# Motor ????



## Kroll (May 13, 2013)

Guys awhile back I purchase a Sears lathe (101.28900) at an estate sale.It had been setting for several yrs(who knows how long) but I was told that it was single phase and not 3phase which it has no capacitor and no motor plate saying what hp,rpms or voltage or a spot what there may have been a label aat one time,no holes or rivits nothing.It had a male cord cap that was 120volts,had a drum switch that was off/for/rev.Now the wires were cut short bout 5" long but they are label as follows P1,P2 T2,T3,T4,T5,T8 does this make sense and I did double check making sure my eyes were not deceving me.
Does anyone have any ideals on this motor such as hp and I imagine 1725rpms but how to wire it?I just don't know---kroll


----------



## JohnAspinall (May 13, 2013)

Kroll -
 Those are standard markings, your eyes are working fine.

 See http://www.naemotors.com/wp-content/uploads/2011/08/Single-Phase1.pdf which I recently posted on this thread:
http://www.hobby-machinist.com/show...e-reversing-old-GE-motor-please-help-confused!

  - John


----------



## twstoerzinger (May 13, 2013)

The only thing I can say for sure is that P1 and P2 go to in internal thermal overload protector.
Are you sure there is not a T1?
If there were a T1, then this motor would appear to be a dual voltage, single phase motor where T1 and T2 is one of the run windings and T3 and T4 is the other. Depending on how you connect them gives you a high / low voltage connection such as 240 / 120 vac.
Since there is only T5 and T8 (and no T6 or T7) it appears to indicate that there is a single start winding which is in series with the capacitor and the starting switch.

If this were a 6 lead 3 phase motor, I believe the leads would be 1,2,3,4,5,6.

We need one of the motor experts to jump in and confirm.
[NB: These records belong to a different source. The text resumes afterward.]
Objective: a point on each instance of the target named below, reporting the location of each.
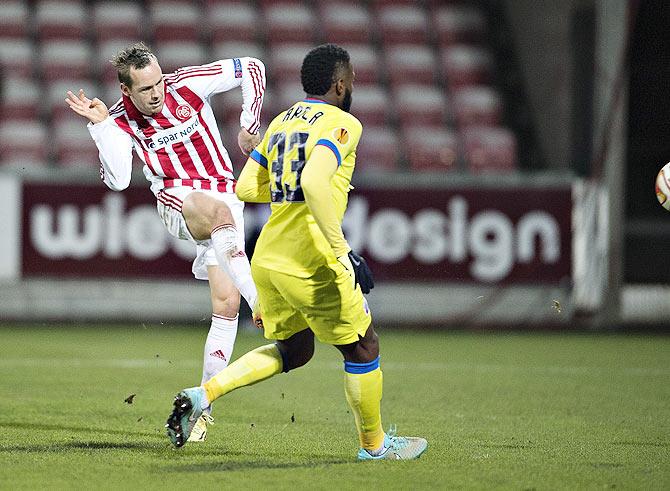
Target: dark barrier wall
(463, 235)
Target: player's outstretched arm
(253, 186)
(114, 145)
(94, 110)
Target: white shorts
(169, 206)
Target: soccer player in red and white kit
(168, 121)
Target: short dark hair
(319, 68)
(137, 56)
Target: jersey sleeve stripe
(257, 78)
(258, 157)
(331, 145)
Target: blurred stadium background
(504, 178)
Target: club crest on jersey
(341, 135)
(183, 112)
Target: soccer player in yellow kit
(310, 283)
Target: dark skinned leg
(297, 350)
(365, 350)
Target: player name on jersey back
(179, 133)
(299, 111)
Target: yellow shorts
(326, 303)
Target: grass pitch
(500, 411)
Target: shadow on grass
(81, 429)
(253, 464)
(76, 445)
(642, 444)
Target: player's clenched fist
(359, 270)
(94, 110)
(248, 141)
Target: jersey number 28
(279, 190)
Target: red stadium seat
(16, 57)
(489, 149)
(14, 19)
(459, 23)
(73, 146)
(56, 106)
(111, 93)
(430, 148)
(411, 63)
(232, 21)
(378, 150)
(106, 51)
(366, 62)
(477, 106)
(289, 22)
(285, 61)
(60, 19)
(21, 99)
(403, 24)
(346, 22)
(227, 107)
(23, 140)
(173, 20)
(177, 54)
(371, 104)
(466, 65)
(118, 20)
(66, 59)
(421, 104)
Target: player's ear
(339, 87)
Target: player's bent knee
(297, 350)
(365, 350)
(227, 303)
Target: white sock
(234, 262)
(219, 345)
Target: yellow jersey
(291, 241)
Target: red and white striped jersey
(181, 145)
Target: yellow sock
(256, 365)
(363, 389)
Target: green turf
(506, 411)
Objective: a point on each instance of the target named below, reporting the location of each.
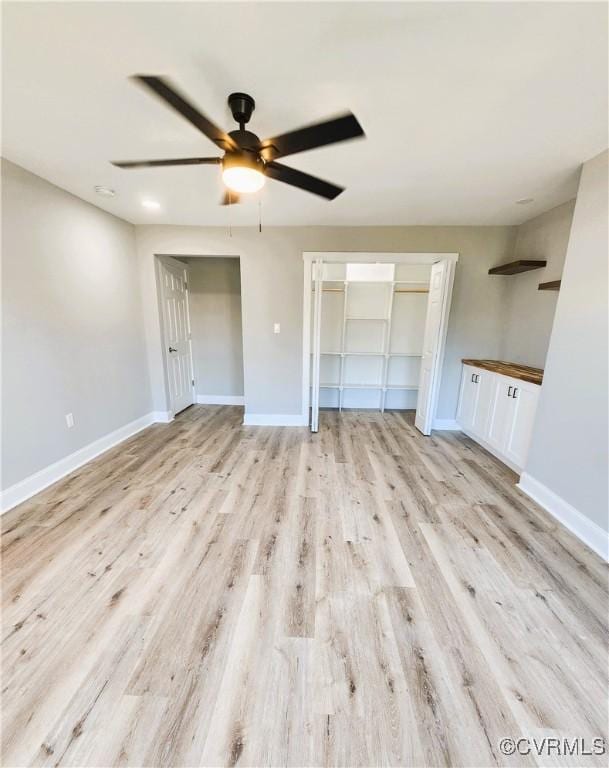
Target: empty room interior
(304, 384)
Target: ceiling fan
(247, 160)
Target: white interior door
(433, 344)
(317, 268)
(176, 321)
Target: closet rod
(331, 290)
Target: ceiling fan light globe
(243, 180)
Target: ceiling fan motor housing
(242, 105)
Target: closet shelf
(370, 386)
(369, 318)
(516, 267)
(552, 285)
(370, 354)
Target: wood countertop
(516, 371)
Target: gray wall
(529, 313)
(569, 446)
(272, 291)
(73, 332)
(214, 290)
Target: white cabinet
(524, 404)
(469, 396)
(498, 412)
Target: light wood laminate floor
(212, 594)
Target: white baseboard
(446, 424)
(585, 529)
(275, 420)
(221, 399)
(40, 480)
(161, 417)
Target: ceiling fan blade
(230, 198)
(318, 135)
(303, 180)
(161, 163)
(168, 93)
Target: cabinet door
(500, 420)
(524, 404)
(487, 383)
(467, 400)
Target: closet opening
(201, 329)
(376, 333)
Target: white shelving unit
(371, 338)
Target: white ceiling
(467, 107)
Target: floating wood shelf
(553, 285)
(515, 267)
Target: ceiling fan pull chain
(230, 203)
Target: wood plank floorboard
(209, 594)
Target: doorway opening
(201, 329)
(375, 332)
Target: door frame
(170, 261)
(310, 257)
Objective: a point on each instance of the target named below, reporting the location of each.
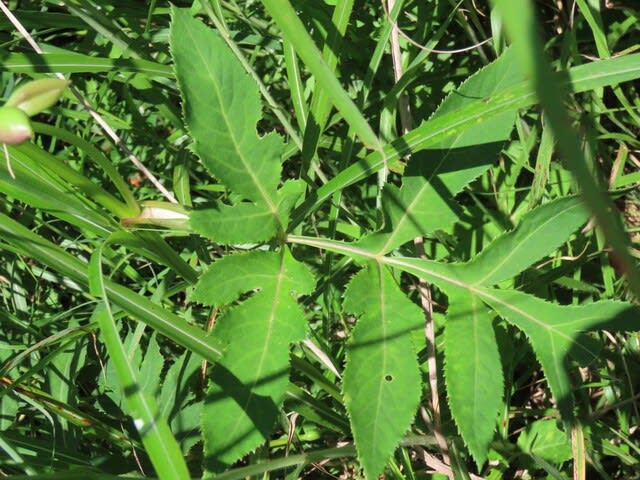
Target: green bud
(162, 214)
(15, 126)
(38, 95)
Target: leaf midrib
(268, 200)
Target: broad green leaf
(557, 333)
(77, 63)
(246, 222)
(521, 25)
(221, 109)
(249, 385)
(382, 375)
(544, 439)
(579, 79)
(473, 372)
(539, 233)
(425, 202)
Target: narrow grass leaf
(78, 63)
(292, 28)
(249, 385)
(382, 375)
(520, 22)
(557, 333)
(161, 446)
(579, 79)
(473, 371)
(433, 177)
(24, 242)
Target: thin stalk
(424, 288)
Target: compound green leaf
(382, 375)
(539, 233)
(473, 372)
(433, 177)
(544, 439)
(249, 384)
(246, 222)
(557, 333)
(221, 109)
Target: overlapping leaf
(472, 371)
(382, 376)
(221, 109)
(249, 384)
(540, 232)
(557, 333)
(433, 177)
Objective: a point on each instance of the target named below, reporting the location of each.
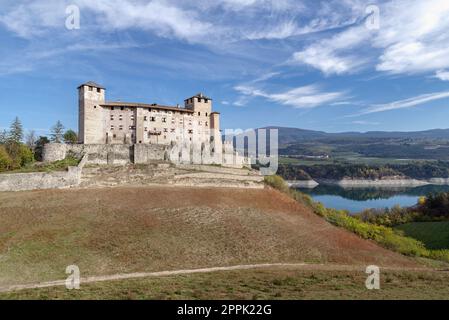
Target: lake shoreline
(363, 183)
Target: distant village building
(104, 122)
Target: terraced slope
(145, 229)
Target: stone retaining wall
(42, 180)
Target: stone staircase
(162, 173)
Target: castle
(102, 122)
(126, 132)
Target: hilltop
(143, 229)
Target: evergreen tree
(40, 143)
(3, 137)
(70, 137)
(31, 140)
(57, 133)
(16, 131)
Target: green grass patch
(60, 165)
(435, 235)
(257, 284)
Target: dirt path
(304, 266)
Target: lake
(357, 199)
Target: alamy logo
(373, 20)
(373, 280)
(73, 280)
(73, 19)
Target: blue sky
(323, 65)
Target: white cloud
(413, 38)
(301, 97)
(332, 56)
(442, 75)
(365, 123)
(407, 103)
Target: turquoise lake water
(357, 199)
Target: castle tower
(200, 104)
(91, 117)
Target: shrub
(277, 183)
(5, 160)
(20, 154)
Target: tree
(3, 137)
(39, 150)
(31, 140)
(70, 137)
(20, 154)
(16, 131)
(5, 160)
(57, 133)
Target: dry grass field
(121, 230)
(109, 231)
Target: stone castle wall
(121, 154)
(42, 180)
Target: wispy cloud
(442, 75)
(412, 38)
(302, 97)
(406, 103)
(365, 123)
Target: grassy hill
(123, 230)
(435, 235)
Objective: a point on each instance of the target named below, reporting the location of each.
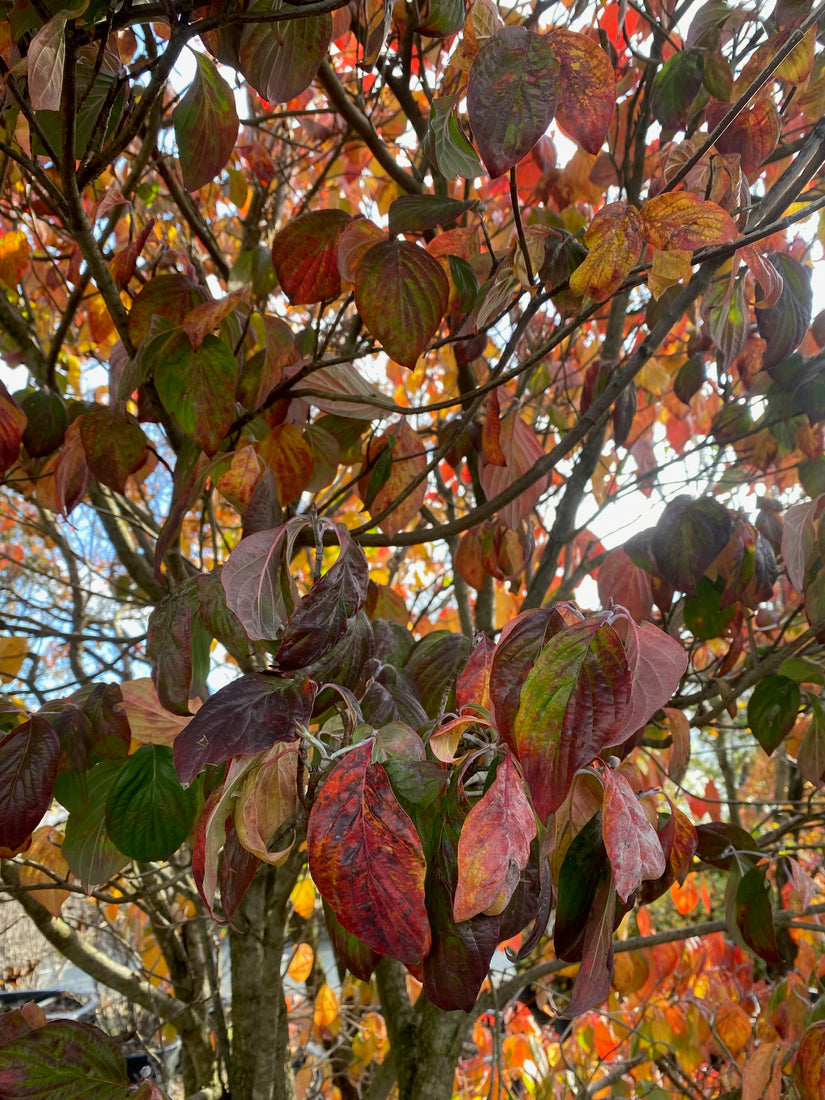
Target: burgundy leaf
(366, 859)
(249, 715)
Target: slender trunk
(261, 1060)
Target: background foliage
(341, 340)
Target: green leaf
(87, 847)
(772, 711)
(149, 814)
(63, 1060)
(282, 58)
(784, 325)
(452, 152)
(416, 213)
(206, 124)
(512, 96)
(197, 388)
(114, 446)
(402, 295)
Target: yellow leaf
(300, 964)
(12, 655)
(303, 898)
(614, 239)
(326, 1008)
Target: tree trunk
(261, 1066)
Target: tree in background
(339, 330)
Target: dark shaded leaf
(458, 961)
(29, 757)
(149, 814)
(249, 715)
(573, 703)
(784, 325)
(366, 859)
(87, 847)
(416, 213)
(772, 711)
(513, 94)
(197, 388)
(755, 915)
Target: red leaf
(622, 581)
(521, 449)
(366, 859)
(593, 980)
(249, 715)
(472, 688)
(573, 703)
(494, 846)
(631, 842)
(682, 220)
(305, 254)
(512, 96)
(281, 59)
(587, 88)
(402, 294)
(12, 426)
(29, 757)
(206, 124)
(657, 664)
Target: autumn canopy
(358, 726)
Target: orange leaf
(733, 1026)
(289, 457)
(614, 239)
(682, 220)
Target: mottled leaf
(630, 840)
(402, 294)
(682, 220)
(114, 446)
(206, 124)
(64, 1059)
(573, 703)
(305, 253)
(29, 757)
(587, 88)
(249, 715)
(772, 711)
(494, 846)
(512, 97)
(614, 240)
(197, 388)
(366, 859)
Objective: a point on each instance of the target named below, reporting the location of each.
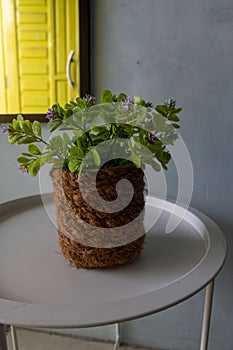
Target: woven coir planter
(89, 235)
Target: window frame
(84, 39)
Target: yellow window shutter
(42, 34)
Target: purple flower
(152, 138)
(91, 100)
(171, 103)
(23, 169)
(51, 114)
(127, 103)
(5, 128)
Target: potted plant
(97, 153)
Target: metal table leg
(14, 338)
(117, 338)
(3, 343)
(207, 315)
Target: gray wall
(160, 49)
(181, 49)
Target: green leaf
(107, 97)
(36, 127)
(66, 139)
(173, 117)
(135, 159)
(13, 138)
(34, 149)
(23, 160)
(26, 140)
(155, 165)
(15, 125)
(82, 104)
(121, 97)
(26, 127)
(76, 152)
(74, 165)
(137, 99)
(176, 126)
(20, 118)
(96, 157)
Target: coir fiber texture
(97, 225)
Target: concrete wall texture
(161, 49)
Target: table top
(39, 288)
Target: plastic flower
(23, 169)
(51, 114)
(91, 100)
(5, 128)
(152, 138)
(127, 103)
(171, 102)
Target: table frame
(206, 317)
(209, 291)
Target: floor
(35, 340)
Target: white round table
(38, 287)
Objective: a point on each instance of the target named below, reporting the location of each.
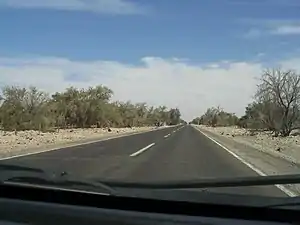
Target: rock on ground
(19, 142)
(285, 147)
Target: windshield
(134, 94)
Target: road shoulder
(262, 162)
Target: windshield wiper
(59, 183)
(4, 167)
(209, 183)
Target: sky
(191, 54)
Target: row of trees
(276, 106)
(29, 108)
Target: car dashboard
(25, 205)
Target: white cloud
(260, 54)
(263, 27)
(286, 30)
(98, 6)
(253, 33)
(156, 81)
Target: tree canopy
(30, 108)
(275, 107)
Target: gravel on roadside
(258, 151)
(287, 148)
(23, 142)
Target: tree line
(275, 106)
(32, 109)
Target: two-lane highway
(170, 154)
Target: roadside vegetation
(275, 107)
(32, 109)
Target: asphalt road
(170, 154)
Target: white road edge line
(142, 150)
(281, 187)
(70, 145)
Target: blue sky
(140, 34)
(206, 30)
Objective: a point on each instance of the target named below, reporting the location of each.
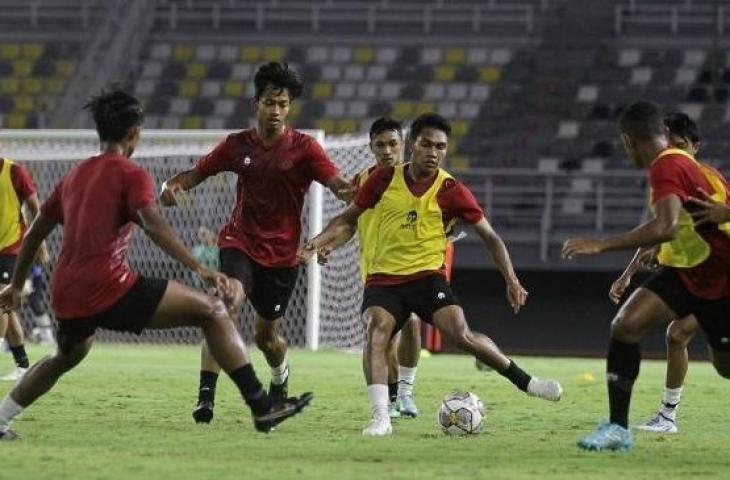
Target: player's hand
(323, 255)
(172, 194)
(9, 299)
(581, 246)
(345, 193)
(708, 210)
(618, 287)
(43, 256)
(305, 252)
(516, 295)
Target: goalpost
(324, 308)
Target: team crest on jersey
(411, 219)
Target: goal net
(324, 308)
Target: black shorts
(268, 288)
(713, 315)
(422, 297)
(131, 313)
(7, 264)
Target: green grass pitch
(125, 414)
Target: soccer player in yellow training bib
(386, 145)
(411, 204)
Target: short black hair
(429, 120)
(280, 76)
(681, 125)
(115, 112)
(385, 124)
(642, 121)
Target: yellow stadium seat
(458, 163)
(347, 125)
(9, 51)
(233, 88)
(192, 122)
(9, 85)
(31, 86)
(423, 107)
(196, 70)
(183, 53)
(273, 54)
(31, 51)
(22, 68)
(326, 124)
(363, 55)
(455, 56)
(445, 73)
(251, 54)
(16, 120)
(459, 128)
(54, 85)
(24, 103)
(402, 109)
(490, 74)
(64, 68)
(189, 88)
(322, 90)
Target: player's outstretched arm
(173, 190)
(337, 233)
(662, 228)
(165, 237)
(41, 227)
(516, 294)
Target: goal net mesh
(48, 159)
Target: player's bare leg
(679, 334)
(452, 324)
(15, 338)
(209, 368)
(273, 346)
(409, 352)
(380, 326)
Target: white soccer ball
(461, 413)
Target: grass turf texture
(125, 413)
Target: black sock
(251, 389)
(393, 391)
(622, 368)
(21, 358)
(206, 391)
(517, 376)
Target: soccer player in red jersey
(16, 190)
(275, 165)
(98, 203)
(695, 279)
(412, 204)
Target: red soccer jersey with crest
(272, 181)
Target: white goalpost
(324, 309)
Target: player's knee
(677, 337)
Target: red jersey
(97, 204)
(272, 182)
(454, 199)
(24, 188)
(678, 175)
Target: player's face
(429, 150)
(272, 108)
(387, 147)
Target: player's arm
(662, 228)
(34, 207)
(174, 188)
(516, 294)
(41, 227)
(337, 233)
(162, 234)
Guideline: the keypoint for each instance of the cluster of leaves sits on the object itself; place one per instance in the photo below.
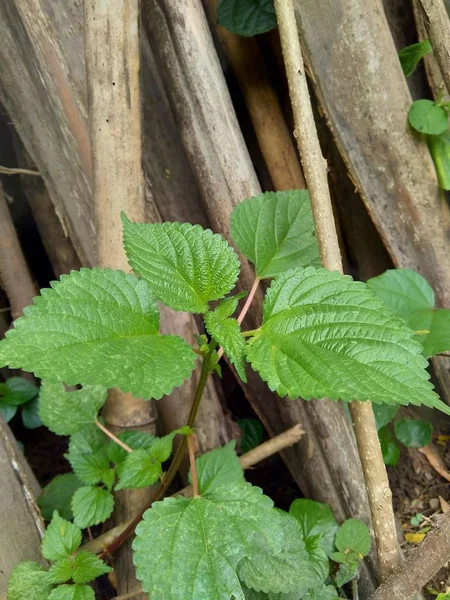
(18, 392)
(428, 117)
(240, 546)
(99, 464)
(71, 569)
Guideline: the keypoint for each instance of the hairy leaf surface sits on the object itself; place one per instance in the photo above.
(185, 265)
(275, 230)
(99, 327)
(324, 335)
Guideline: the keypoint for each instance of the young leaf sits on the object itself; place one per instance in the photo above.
(412, 55)
(218, 467)
(276, 232)
(99, 327)
(57, 495)
(315, 519)
(353, 535)
(72, 592)
(65, 412)
(247, 17)
(252, 434)
(17, 390)
(414, 433)
(185, 265)
(91, 506)
(28, 581)
(139, 469)
(60, 539)
(219, 529)
(389, 446)
(227, 333)
(428, 117)
(324, 335)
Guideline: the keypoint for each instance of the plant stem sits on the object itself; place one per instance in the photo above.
(113, 437)
(314, 166)
(191, 451)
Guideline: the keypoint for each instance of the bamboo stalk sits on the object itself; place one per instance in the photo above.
(380, 496)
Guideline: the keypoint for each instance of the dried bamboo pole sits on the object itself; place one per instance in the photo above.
(380, 496)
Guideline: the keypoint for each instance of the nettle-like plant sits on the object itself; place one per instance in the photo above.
(322, 335)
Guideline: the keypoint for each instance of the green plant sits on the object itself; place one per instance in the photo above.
(429, 117)
(322, 334)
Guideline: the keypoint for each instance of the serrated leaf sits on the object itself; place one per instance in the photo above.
(227, 333)
(219, 528)
(275, 230)
(414, 433)
(72, 592)
(60, 539)
(428, 117)
(218, 467)
(139, 469)
(99, 327)
(28, 581)
(324, 335)
(252, 434)
(411, 56)
(57, 495)
(315, 519)
(88, 455)
(247, 17)
(65, 412)
(390, 448)
(353, 535)
(91, 506)
(185, 265)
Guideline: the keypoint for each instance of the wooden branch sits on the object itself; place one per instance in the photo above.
(14, 272)
(112, 61)
(380, 496)
(420, 566)
(263, 105)
(437, 23)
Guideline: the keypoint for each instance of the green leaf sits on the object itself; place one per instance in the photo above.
(88, 455)
(72, 592)
(139, 469)
(276, 232)
(414, 433)
(384, 413)
(251, 434)
(91, 506)
(353, 535)
(61, 538)
(324, 335)
(65, 412)
(219, 529)
(185, 265)
(30, 414)
(314, 519)
(28, 581)
(99, 327)
(412, 55)
(247, 17)
(227, 333)
(428, 117)
(57, 495)
(389, 446)
(17, 390)
(218, 467)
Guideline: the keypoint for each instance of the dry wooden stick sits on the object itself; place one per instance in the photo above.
(437, 24)
(263, 106)
(432, 554)
(314, 166)
(14, 272)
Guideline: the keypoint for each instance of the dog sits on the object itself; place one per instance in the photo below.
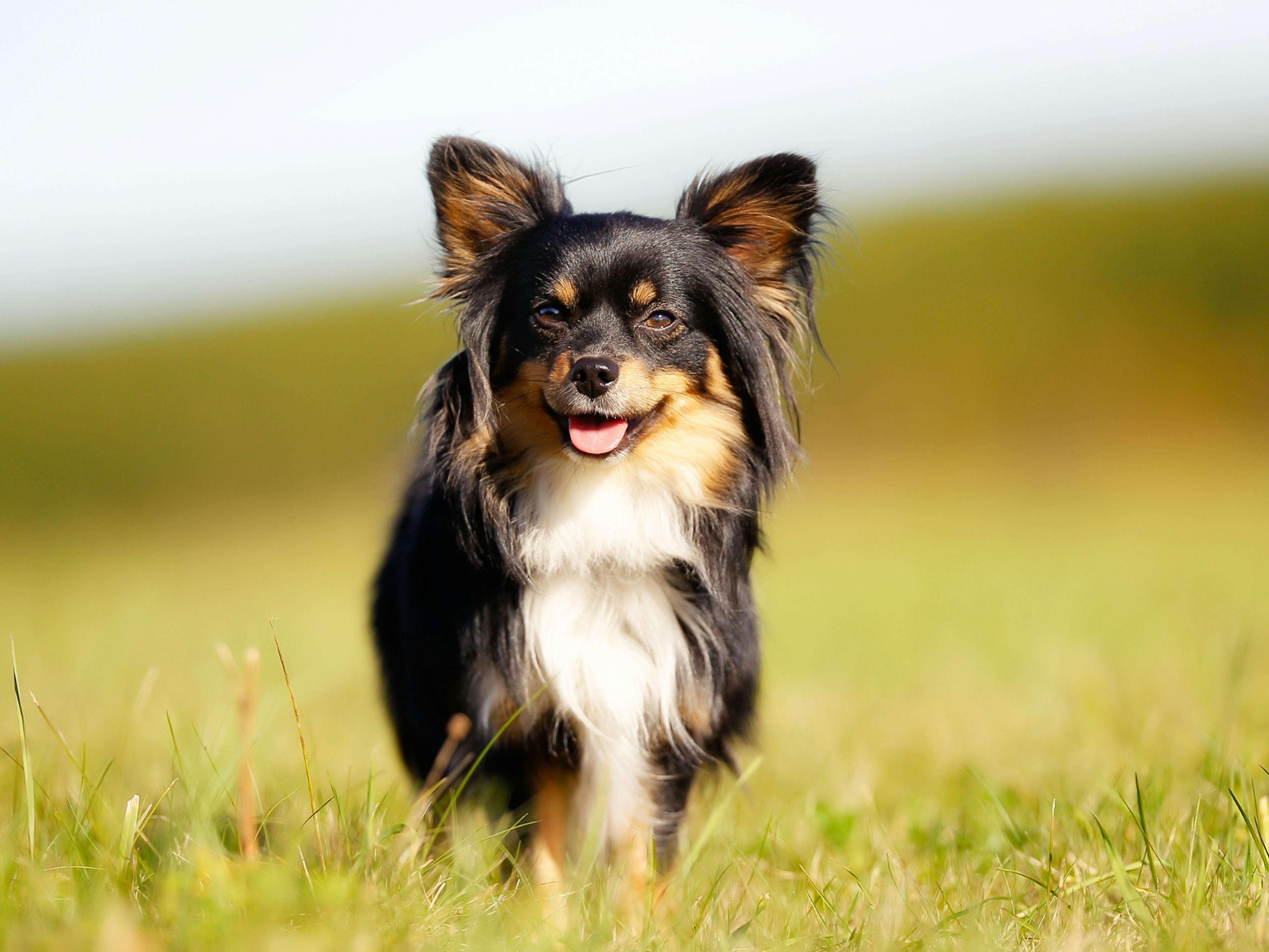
(568, 583)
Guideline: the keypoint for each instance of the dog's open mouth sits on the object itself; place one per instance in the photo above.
(597, 436)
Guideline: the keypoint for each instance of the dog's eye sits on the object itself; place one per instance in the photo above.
(549, 315)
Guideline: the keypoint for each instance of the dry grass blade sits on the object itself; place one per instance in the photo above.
(304, 749)
(247, 818)
(26, 756)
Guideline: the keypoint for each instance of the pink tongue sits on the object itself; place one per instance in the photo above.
(596, 435)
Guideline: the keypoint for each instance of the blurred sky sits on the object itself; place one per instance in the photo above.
(171, 159)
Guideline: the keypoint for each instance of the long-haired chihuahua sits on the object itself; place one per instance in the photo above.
(569, 574)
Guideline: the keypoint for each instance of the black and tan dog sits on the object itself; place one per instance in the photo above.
(579, 534)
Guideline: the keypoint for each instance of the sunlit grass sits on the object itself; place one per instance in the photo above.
(1017, 623)
(969, 676)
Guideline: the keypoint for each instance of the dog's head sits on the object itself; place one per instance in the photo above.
(599, 338)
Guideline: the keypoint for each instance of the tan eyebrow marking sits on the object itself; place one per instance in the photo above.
(644, 292)
(565, 292)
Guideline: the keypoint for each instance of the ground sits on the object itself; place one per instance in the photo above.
(1016, 623)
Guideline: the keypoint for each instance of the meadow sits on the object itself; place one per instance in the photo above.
(1017, 619)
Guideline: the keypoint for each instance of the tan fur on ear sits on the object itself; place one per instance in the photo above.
(763, 215)
(483, 196)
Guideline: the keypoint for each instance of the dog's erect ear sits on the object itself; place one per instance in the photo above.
(763, 214)
(483, 197)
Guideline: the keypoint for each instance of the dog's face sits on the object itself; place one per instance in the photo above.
(604, 346)
(615, 337)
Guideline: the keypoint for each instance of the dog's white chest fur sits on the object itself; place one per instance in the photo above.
(604, 623)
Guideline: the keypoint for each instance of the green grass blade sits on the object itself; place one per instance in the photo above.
(716, 817)
(1136, 904)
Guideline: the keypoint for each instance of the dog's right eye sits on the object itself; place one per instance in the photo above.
(549, 315)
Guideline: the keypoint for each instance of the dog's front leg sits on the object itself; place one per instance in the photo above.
(553, 792)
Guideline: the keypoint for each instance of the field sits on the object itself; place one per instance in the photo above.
(1017, 620)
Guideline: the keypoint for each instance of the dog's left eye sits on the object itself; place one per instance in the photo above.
(659, 322)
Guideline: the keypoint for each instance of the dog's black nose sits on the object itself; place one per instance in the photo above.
(593, 375)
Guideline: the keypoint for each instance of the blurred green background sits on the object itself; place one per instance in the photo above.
(1033, 526)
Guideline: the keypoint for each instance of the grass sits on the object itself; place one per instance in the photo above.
(1017, 625)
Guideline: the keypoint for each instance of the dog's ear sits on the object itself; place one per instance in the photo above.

EDIT - I see that John has already posted a reply while I was writing this. Still a question on the T1 however.

Terry S.


----------



## rdhem2 (Jun 9, 2013)

Yes, there should be one more wire for a total of six plus p1/p2.  You Lads seem to be right on track.  To wire for 120v it would be T1(?), T3, T5, together and T2, T4, T8 together.  To reverse rotation, change five and eight.  Did them for many years that way and did not let out too much smoke.


----------